Workers can put 50 coasters in the oven at a time. It takes 24 hours to cook and then cool them. As the work progressed, the men began to take control of the process and suggest ways to fix the issues and make a better product. They have since added coasters with images of iconic Detroit buildings, inspirational quotes from leaders for African American History Month, and a series on Cass’s Tiny Homes initiative.

And, said Lovejoy, it’s an example of college making a positive difference in the world without a fanfare. It’s about doing the little things that change people’s lives. The goal of men now is to get up in the morning and go to work. They earn some money and can give a friend a dinner or buy a birthday present for a loved one.

And now they’re just trying to keep up with demand for coasters, which sell for $ 25 for a set of four, said Reverend Faith Fowler, executive director of Cass Community Social Services and an assistant professor at the Dearborn campus of the ‘UM. .

Finding jobs for homeless men was difficult, she said, but riding the roller coaster gave them a chance to be creative, earn money and be part of a group. Green Industries employs 83 homeless people.

“It’s a great product,” Fowler said.

Green Industries, a division of Cass Community Social Services, started in 2007 during the housing crisis, when jobs were hard to find. They started out by collecting illegally discarded tires from which they made mud mats.

“It all has to do with the environment, because the poor are the first and most affected by pollution, the degradation of the planet,” Fowler said. “We have tried to create jobs that will have more than one function. We are going to clean up the air, the land and the water, and allow people to have jobs that cannot be outsourced, and potentially a living wage.

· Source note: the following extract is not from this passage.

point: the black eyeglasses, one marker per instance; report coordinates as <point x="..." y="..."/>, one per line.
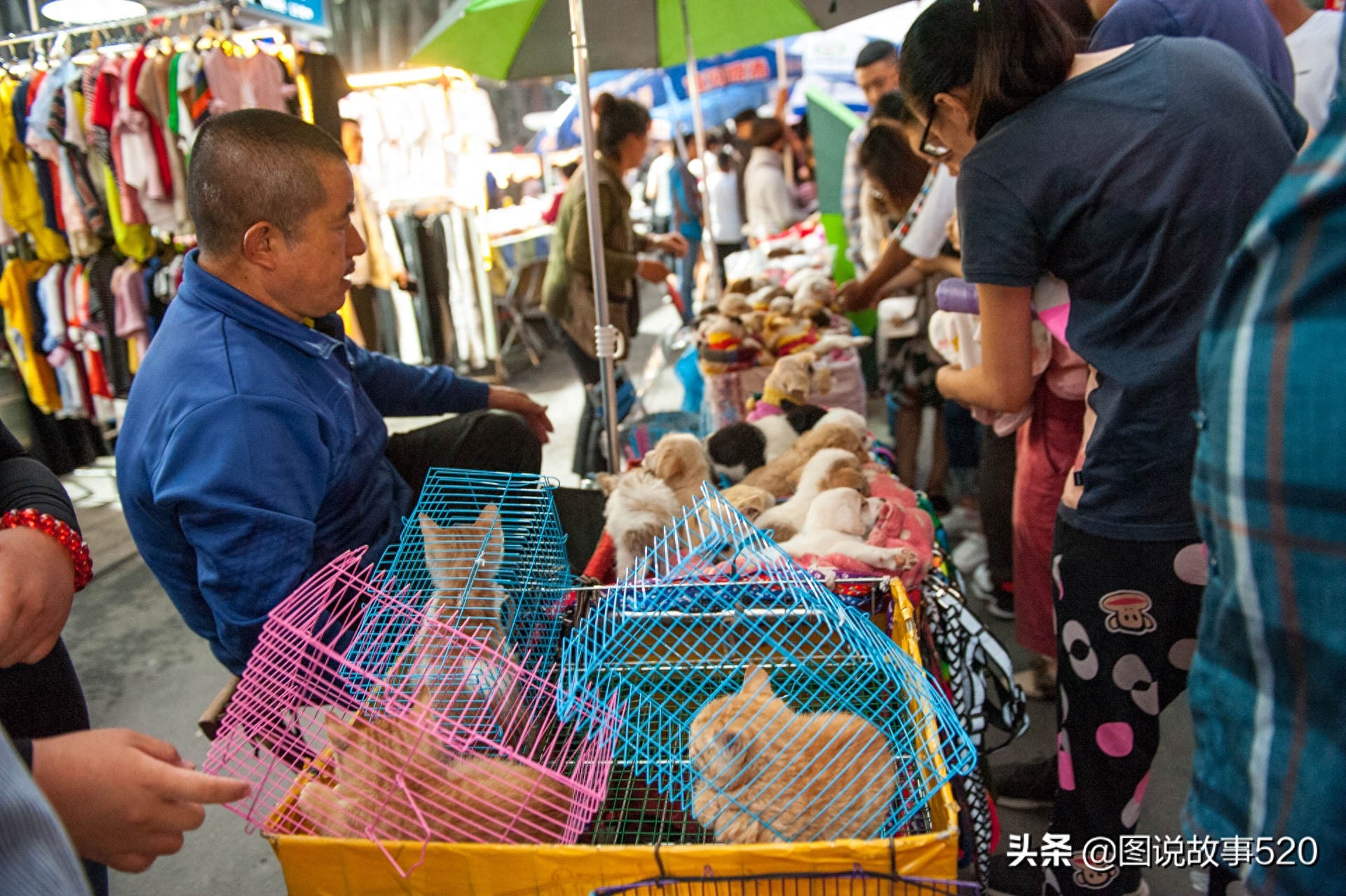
<point x="939" y="152"/>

Onye Ahanotu, a 2012 UM graduate with a master’s degree in materials science engineering and part of the original student team, said the project was as “real” as it was at university. While the team started out with a glass planter, production issues made this difficult to maintain, so they opted for the glass coasters.

“We had an idea. This idea could have ended there, and in many schools, I feel like it stops there, ”Ahanotu said. “But we kept going, we actually implemented a real process, and I think that’s the really unique part of the University of Michigan.”

Chandra McDuffie, supervisor at Green Industries, says the great thing about coasters and other manufacturing processes is that they help build the confidence of people like Carmichael. He started out as a developmental customer with disabilities and developed skills in the manufacture of coasters and coaster boxes. And now he is employed full time.

“Some people don’t have skills. You teach them to do something. They have a job. So they could advance in the job market, ”McDuffie said. “You can work here, build a roller coaster one day, and work at Ford the next. You never know who is going to come in and be a contact and help you improve.

The coasters business “is a wonderful thing because it gives jobs back and it recycles because we have a planet. So if we recycle things, maybe we can stay here a little longer, ”she said.